2. 3. 1. Le régime de concurrence
44Les exemples précités d’échanges commerciaux illustrent les interdépendances contemporaines. Les marchandises circulent et avec elles, les normes de concurrence se recomposent à partir d’une norme internationale. Notre thèse ne défend pas une théorie qui verrait en la concurrence un phénomène nouveau. Depuis longtemps, sous de nombreuses formes, la concurrence touche de multiples sphères de la vie sociale, politique, sportive, artistique, etc., comme le montre le roman de Gang Peng, Artiste du peuple. Ces formes de concurrence toujours présentes se recomposent certainement. En revanche, une nouvelle norme prend beaucoup d’importance, elle se diffuse avec la circulation des marchandises et occupe désormais une place structurante qu’elle n’avait pas auparavant : la concurrence par les prix. Les producteurs veulent conquérir des marchés et se concentrent sur la compétitivité-coût. Cette logique de l’offre structure les choix des producteurs et compresser les coûts est un objectif premier (cf. le développement de mobile de gain, infra). Ce régime de concurrence ne touche pas seulement la sphère de la production, elle entraîne des réactions politiques destinées à « améliorer » la compétitivité-coût des producteurs. Pour les attirer, les administrations nationales ou locales rivalisent à leur tour et opèrent des choix pour diminuer la pression fiscale, alléger le coût de la force du travail, limiter le caractère coercitif des normes environnementales, etc.

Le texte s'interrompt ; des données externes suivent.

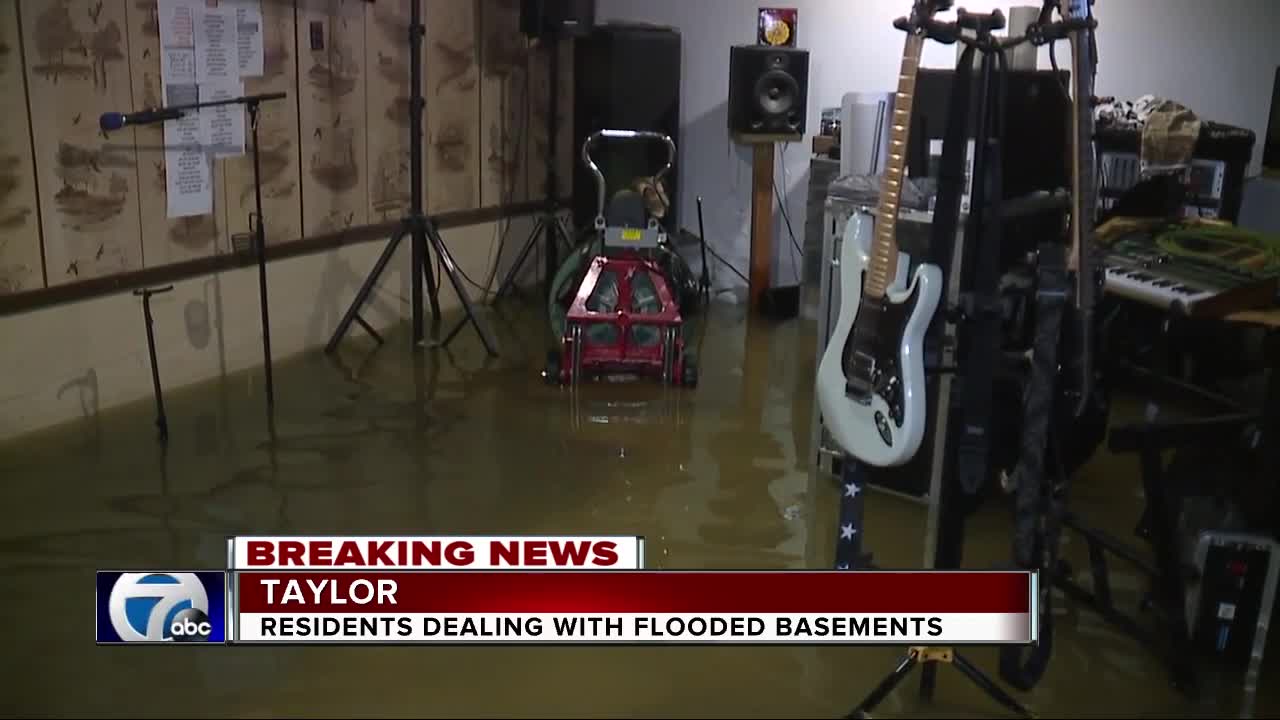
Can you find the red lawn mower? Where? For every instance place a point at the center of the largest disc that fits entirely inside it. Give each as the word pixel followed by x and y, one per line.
pixel 613 302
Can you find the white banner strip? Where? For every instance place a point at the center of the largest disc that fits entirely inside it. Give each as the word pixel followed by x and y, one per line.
pixel 993 628
pixel 429 552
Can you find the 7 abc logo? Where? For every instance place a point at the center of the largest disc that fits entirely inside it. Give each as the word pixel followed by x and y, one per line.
pixel 160 607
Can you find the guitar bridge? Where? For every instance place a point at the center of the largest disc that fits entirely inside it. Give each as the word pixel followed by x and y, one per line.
pixel 860 377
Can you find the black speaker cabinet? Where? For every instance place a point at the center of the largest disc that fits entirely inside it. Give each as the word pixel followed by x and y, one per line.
pixel 768 90
pixel 539 18
pixel 626 77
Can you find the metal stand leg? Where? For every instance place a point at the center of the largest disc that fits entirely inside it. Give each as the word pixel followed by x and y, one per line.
pixel 420 228
pixel 887 686
pixel 931 656
pixel 161 422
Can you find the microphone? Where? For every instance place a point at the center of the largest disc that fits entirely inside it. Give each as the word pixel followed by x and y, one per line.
pixel 117 121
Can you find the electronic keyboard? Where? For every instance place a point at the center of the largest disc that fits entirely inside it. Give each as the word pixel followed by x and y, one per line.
pixel 1187 285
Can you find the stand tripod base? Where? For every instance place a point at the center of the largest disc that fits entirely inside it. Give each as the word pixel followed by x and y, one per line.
pixel 553 227
pixel 424 237
pixel 927 654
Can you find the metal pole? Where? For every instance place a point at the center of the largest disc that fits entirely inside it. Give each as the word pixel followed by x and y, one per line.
pixel 549 226
pixel 260 240
pixel 415 160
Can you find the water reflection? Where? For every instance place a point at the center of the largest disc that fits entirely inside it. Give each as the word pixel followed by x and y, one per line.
pixel 393 441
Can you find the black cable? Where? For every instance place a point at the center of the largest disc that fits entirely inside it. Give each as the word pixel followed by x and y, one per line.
pixel 727 264
pixel 510 191
pixel 786 217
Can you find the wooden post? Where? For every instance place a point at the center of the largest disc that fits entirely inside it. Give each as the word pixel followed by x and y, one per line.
pixel 762 220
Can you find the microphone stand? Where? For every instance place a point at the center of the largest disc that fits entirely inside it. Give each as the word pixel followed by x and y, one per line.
pixel 252 103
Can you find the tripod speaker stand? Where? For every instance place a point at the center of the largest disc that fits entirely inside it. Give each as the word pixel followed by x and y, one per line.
pixel 421 231
pixel 549 226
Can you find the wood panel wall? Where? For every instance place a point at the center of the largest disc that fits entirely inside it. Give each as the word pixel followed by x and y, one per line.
pixel 21 263
pixel 80 204
pixel 278 132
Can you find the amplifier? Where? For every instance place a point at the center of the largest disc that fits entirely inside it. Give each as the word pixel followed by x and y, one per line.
pixel 1205 181
pixel 1229 605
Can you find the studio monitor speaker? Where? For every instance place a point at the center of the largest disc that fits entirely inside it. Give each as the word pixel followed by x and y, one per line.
pixel 626 76
pixel 540 18
pixel 768 90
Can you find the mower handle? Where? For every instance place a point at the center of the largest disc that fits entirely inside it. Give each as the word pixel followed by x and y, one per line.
pixel 631 135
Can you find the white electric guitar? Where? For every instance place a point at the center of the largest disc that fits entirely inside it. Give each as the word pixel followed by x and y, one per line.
pixel 871 379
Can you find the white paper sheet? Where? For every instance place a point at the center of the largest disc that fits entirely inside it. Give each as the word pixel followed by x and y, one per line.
pixel 177 41
pixel 216 45
pixel 177 23
pixel 188 176
pixel 223 128
pixel 248 27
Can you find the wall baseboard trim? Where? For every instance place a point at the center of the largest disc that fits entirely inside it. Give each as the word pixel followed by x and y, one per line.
pixel 167 274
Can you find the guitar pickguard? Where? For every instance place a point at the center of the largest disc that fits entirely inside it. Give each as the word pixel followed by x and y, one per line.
pixel 871 356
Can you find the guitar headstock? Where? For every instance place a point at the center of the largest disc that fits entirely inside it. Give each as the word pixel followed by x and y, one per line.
pixel 926 9
pixel 922 12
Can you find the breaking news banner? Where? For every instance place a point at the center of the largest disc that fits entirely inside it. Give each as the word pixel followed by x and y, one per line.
pixel 161 606
pixel 461 552
pixel 635 607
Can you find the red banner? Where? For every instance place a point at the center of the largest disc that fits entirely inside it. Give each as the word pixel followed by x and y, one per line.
pixel 629 592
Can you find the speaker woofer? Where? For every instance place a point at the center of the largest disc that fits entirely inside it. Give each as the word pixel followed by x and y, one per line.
pixel 776 92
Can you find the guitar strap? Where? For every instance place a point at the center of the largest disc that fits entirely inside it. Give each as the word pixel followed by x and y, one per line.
pixel 981 301
pixel 1036 528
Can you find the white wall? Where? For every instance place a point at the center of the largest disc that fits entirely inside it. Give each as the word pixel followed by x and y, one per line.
pixel 1217 58
pixel 72 360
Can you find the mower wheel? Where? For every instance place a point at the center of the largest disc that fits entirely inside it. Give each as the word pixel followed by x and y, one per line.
pixel 690 372
pixel 552 374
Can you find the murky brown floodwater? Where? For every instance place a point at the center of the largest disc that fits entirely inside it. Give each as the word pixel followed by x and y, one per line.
pixel 446 442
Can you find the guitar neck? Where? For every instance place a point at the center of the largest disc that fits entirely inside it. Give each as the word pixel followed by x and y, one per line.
pixel 1083 197
pixel 883 254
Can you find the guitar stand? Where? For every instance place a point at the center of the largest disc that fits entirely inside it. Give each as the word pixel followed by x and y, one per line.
pixel 421 231
pixel 931 656
pixel 979 311
pixel 145 294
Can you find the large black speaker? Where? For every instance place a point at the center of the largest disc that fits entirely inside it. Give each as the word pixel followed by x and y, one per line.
pixel 539 18
pixel 625 77
pixel 768 90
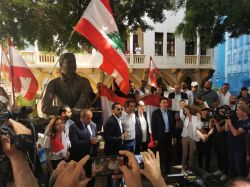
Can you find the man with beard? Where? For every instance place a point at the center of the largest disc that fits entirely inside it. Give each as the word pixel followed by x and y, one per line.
pixel 207 96
pixel 233 102
pixel 188 92
pixel 113 136
pixel 68 89
pixel 65 113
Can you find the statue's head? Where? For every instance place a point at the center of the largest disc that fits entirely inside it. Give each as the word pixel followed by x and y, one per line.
pixel 67 63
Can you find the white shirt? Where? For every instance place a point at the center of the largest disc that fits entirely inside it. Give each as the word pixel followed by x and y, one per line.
pixel 128 124
pixel 190 96
pixel 138 50
pixel 61 154
pixel 143 127
pixel 120 124
pixel 196 124
pixel 90 130
pixel 224 98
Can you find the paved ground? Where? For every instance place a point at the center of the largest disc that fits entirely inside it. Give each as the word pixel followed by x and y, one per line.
pixel 180 181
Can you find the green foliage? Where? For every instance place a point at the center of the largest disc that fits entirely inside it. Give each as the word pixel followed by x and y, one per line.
pixel 50 22
pixel 212 18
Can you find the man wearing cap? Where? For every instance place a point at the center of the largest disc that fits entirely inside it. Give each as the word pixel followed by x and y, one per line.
pixel 185 89
pixel 224 94
pixel 236 139
pixel 194 89
pixel 69 89
pixel 207 96
pixel 244 93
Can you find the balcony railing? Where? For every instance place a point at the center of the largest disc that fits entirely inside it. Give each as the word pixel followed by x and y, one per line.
pixel 192 61
pixel 38 57
pixel 137 59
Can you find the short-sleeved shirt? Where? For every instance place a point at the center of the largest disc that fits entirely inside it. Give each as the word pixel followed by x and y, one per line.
pixel 209 96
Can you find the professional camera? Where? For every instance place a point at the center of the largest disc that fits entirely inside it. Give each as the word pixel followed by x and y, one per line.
pixel 225 112
pixel 221 113
pixel 213 113
pixel 23 142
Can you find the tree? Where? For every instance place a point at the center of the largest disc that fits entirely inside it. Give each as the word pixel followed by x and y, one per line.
pixel 50 22
pixel 213 18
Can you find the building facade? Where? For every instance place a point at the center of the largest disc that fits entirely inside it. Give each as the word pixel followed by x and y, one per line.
pixel 176 59
pixel 233 62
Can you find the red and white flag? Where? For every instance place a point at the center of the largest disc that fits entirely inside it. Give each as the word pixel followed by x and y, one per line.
pixel 22 78
pixel 5 66
pixel 97 24
pixel 151 75
pixel 108 97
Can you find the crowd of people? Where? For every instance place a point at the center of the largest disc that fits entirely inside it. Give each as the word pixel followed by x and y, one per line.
pixel 192 120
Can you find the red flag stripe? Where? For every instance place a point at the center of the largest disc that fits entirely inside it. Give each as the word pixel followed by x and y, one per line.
pixel 106 4
pixel 106 92
pixel 101 43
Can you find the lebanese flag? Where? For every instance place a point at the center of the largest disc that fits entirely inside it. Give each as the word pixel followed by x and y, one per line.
pixel 98 26
pixel 152 102
pixel 108 97
pixel 152 70
pixel 5 66
pixel 23 79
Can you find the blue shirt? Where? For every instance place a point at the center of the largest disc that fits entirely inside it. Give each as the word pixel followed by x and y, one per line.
pixel 165 118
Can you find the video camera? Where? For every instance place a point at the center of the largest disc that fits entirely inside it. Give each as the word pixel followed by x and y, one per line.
pixel 221 113
pixel 23 142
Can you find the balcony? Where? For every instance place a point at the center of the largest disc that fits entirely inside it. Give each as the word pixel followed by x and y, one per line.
pixel 42 59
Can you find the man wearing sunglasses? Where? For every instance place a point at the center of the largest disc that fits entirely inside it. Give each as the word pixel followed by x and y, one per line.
pixel 113 137
pixel 113 131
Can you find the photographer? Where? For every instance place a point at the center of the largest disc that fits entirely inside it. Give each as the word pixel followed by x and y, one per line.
pixel 219 139
pixel 236 139
pixel 23 175
pixel 204 146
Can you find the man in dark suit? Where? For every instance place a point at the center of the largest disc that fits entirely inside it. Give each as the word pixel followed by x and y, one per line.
pixel 82 136
pixel 175 98
pixel 164 133
pixel 113 132
pixel 141 129
pixel 113 136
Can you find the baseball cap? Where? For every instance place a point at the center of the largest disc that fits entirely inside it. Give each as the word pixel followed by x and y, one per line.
pixel 194 83
pixel 244 88
pixel 244 108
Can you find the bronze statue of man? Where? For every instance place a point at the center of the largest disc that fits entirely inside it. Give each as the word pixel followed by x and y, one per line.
pixel 68 89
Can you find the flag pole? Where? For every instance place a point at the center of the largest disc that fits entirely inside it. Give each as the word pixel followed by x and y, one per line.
pixel 1 63
pixel 64 47
pixel 12 73
pixel 163 80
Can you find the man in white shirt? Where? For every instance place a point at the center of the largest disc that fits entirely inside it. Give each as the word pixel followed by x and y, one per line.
pixel 128 125
pixel 188 92
pixel 138 50
pixel 224 94
pixel 65 113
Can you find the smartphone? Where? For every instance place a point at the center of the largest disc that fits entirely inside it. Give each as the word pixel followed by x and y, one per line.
pixel 108 165
pixel 105 165
pixel 140 161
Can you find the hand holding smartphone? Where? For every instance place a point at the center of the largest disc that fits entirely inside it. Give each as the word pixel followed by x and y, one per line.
pixel 108 165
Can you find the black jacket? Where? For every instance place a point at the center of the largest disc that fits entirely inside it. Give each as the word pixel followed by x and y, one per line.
pixel 112 136
pixel 80 141
pixel 158 125
pixel 138 131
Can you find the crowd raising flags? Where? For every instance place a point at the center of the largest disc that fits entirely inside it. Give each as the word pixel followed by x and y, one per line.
pixel 151 74
pixel 23 80
pixel 97 24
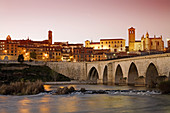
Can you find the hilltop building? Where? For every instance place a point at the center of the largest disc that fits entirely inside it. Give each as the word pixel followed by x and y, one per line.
pixel 146 44
pixel 115 45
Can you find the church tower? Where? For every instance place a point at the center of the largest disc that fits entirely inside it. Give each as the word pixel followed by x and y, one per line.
pixel 131 32
pixel 50 37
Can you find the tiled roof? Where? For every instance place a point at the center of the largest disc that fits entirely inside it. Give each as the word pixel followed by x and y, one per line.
pixel 111 39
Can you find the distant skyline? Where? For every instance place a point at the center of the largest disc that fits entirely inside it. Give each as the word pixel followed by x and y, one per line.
pixel 78 20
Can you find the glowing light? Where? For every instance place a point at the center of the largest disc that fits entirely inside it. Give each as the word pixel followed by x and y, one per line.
pixel 45 55
pixel 26 54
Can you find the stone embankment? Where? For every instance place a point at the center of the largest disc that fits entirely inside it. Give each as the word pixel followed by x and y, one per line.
pixel 71 90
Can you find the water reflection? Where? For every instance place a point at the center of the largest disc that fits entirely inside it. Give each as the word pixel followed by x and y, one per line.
pixel 80 103
pixel 24 105
pixel 70 104
pixel 47 87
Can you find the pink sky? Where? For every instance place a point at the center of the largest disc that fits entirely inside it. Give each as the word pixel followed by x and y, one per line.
pixel 79 20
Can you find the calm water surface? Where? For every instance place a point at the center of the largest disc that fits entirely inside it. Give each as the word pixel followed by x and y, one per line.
pixel 80 103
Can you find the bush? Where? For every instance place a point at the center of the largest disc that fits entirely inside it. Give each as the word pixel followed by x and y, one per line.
pixel 164 87
pixel 22 88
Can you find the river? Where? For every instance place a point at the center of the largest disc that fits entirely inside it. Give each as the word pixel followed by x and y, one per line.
pixel 87 103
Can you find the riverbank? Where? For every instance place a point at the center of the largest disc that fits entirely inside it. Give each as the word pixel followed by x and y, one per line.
pixel 22 88
pixel 23 72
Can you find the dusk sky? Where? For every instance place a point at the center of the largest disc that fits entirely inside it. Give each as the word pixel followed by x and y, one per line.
pixel 79 20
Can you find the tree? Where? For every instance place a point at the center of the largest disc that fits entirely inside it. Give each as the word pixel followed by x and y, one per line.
pixel 21 58
pixel 33 55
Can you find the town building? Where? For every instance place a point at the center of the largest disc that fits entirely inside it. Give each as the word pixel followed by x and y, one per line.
pixel 115 45
pixel 146 44
pixel 83 54
pixel 10 49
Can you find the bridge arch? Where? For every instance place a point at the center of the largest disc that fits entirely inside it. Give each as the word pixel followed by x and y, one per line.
pixel 118 74
pixel 132 74
pixel 151 75
pixel 105 75
pixel 93 75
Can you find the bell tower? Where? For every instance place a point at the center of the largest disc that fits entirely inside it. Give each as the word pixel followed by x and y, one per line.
pixel 131 33
pixel 50 37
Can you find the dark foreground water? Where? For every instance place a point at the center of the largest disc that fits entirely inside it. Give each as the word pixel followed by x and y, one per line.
pixel 91 103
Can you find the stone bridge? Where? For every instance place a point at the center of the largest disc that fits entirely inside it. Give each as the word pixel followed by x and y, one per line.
pixel 137 70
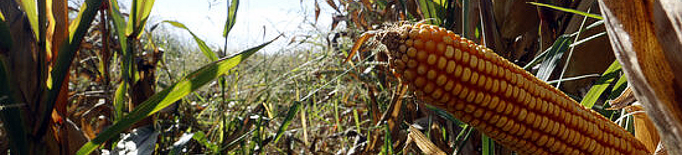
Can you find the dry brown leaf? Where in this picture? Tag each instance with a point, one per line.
(651, 62)
(645, 131)
(623, 100)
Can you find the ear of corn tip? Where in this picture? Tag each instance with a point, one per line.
(499, 98)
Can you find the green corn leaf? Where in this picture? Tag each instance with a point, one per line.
(600, 86)
(30, 7)
(127, 56)
(201, 138)
(287, 120)
(138, 18)
(595, 16)
(202, 45)
(553, 57)
(168, 96)
(231, 17)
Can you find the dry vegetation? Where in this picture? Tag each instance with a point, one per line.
(74, 75)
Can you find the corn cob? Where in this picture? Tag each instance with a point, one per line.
(497, 97)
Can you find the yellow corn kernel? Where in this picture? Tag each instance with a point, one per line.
(497, 97)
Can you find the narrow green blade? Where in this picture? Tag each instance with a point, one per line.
(168, 96)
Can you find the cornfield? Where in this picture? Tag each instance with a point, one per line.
(388, 77)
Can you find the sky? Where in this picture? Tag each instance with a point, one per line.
(206, 18)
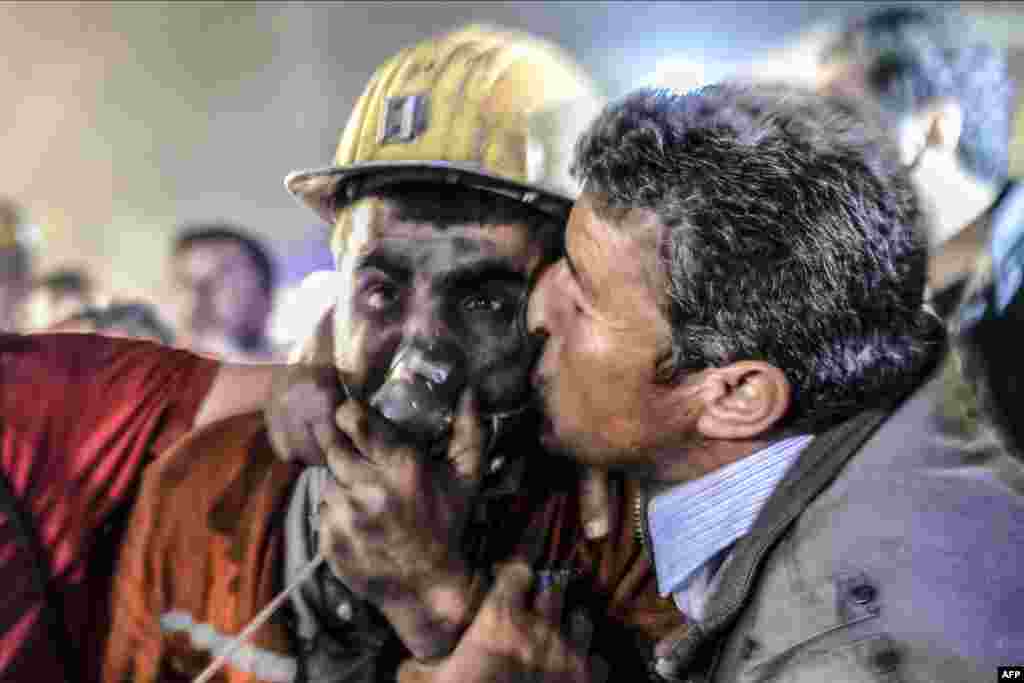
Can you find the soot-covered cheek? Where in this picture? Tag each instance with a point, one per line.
(498, 360)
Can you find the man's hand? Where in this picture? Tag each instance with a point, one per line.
(302, 402)
(392, 520)
(511, 641)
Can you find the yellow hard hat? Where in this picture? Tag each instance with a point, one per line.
(486, 108)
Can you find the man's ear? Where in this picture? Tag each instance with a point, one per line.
(743, 400)
(936, 127)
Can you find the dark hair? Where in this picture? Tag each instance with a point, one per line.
(194, 236)
(453, 205)
(912, 54)
(788, 233)
(67, 281)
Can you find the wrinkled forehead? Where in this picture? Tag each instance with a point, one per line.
(376, 225)
(207, 256)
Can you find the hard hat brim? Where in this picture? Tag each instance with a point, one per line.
(325, 190)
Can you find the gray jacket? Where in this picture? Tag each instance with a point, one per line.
(889, 552)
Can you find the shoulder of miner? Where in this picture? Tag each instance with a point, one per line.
(200, 559)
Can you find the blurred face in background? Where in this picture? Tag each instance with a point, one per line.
(217, 294)
(14, 287)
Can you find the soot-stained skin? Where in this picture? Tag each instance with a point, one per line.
(454, 285)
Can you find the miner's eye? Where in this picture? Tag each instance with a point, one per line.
(381, 296)
(487, 303)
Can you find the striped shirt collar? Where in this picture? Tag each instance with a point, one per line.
(694, 521)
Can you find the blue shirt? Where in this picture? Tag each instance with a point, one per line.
(693, 525)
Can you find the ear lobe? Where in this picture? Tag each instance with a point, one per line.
(743, 400)
(946, 124)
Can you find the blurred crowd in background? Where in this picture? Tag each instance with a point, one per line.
(223, 276)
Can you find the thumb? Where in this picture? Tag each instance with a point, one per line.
(511, 588)
(466, 447)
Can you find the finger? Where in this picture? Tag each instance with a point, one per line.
(372, 433)
(595, 503)
(599, 670)
(511, 587)
(581, 631)
(551, 596)
(347, 466)
(466, 446)
(352, 419)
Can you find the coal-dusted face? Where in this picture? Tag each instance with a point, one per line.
(437, 301)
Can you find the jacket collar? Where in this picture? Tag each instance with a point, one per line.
(815, 468)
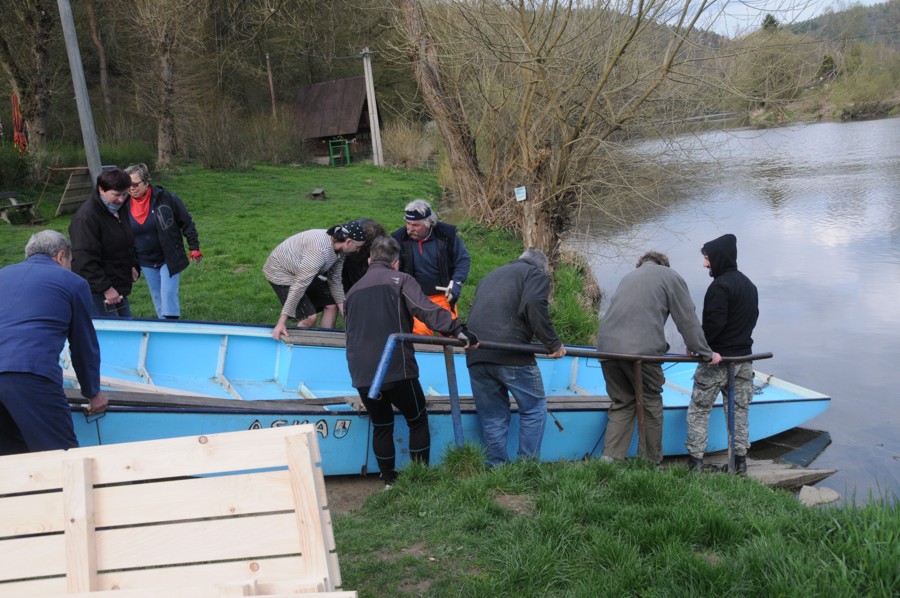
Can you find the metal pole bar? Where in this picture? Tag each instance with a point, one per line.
(455, 412)
(730, 416)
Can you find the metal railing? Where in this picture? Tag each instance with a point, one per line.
(536, 349)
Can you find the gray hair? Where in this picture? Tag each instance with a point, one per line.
(385, 250)
(47, 242)
(655, 257)
(422, 207)
(536, 258)
(141, 170)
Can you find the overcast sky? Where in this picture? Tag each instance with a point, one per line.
(736, 17)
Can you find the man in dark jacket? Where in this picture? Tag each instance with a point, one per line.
(381, 303)
(103, 245)
(433, 254)
(730, 311)
(634, 324)
(511, 306)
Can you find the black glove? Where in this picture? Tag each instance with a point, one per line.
(468, 337)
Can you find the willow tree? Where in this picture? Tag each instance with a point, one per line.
(538, 94)
(27, 38)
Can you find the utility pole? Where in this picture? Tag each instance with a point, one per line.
(377, 155)
(271, 88)
(88, 133)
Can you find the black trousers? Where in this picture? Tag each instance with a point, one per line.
(407, 396)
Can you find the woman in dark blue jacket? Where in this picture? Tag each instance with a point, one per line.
(159, 220)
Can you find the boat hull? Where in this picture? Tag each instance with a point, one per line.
(211, 378)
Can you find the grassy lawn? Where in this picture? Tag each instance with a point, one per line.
(242, 215)
(527, 529)
(597, 529)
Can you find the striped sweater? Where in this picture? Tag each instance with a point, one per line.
(298, 260)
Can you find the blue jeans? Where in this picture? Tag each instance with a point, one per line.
(491, 386)
(115, 310)
(163, 290)
(34, 415)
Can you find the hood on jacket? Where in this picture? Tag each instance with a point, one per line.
(722, 254)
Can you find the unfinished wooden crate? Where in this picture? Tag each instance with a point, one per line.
(236, 514)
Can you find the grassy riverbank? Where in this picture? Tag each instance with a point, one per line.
(579, 529)
(598, 529)
(242, 215)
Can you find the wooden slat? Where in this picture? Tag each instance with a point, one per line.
(153, 459)
(171, 534)
(197, 542)
(193, 498)
(308, 508)
(196, 591)
(31, 514)
(78, 506)
(175, 577)
(36, 556)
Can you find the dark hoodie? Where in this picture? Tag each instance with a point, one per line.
(731, 305)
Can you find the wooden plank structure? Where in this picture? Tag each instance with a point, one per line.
(236, 514)
(79, 188)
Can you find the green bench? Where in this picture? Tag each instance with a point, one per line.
(9, 202)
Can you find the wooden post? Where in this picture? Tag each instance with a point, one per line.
(377, 154)
(271, 88)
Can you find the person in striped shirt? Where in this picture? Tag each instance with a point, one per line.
(305, 272)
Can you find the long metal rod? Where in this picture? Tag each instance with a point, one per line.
(730, 416)
(455, 412)
(639, 406)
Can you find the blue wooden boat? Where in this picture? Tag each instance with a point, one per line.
(167, 379)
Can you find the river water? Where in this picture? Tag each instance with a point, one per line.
(816, 211)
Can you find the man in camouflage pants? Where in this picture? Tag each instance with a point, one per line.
(730, 311)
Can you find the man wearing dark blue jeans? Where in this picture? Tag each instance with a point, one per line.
(511, 306)
(44, 305)
(384, 302)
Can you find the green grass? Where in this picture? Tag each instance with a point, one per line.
(528, 529)
(598, 529)
(242, 215)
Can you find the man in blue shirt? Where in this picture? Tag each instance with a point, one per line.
(433, 254)
(44, 304)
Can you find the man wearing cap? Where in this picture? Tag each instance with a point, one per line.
(383, 302)
(433, 254)
(730, 311)
(297, 267)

45Concrètement, cette évolution se traduit par l’apparition d’un capitalisme prébendier des « casinos » qui profite d’un « rapport salarial » extrêmement favorable à l’entrepreneur pour diminuer le coût du travail et attirer une clientèle étrangère. Le cas du capitalisme agraire indonésien présenté supra illustre également cette logique. Marchandiser la terre permet de « rémunérer » pour partie le travail des ouvriers en dehors de l’entreprise, mais au profit de l’entreprise.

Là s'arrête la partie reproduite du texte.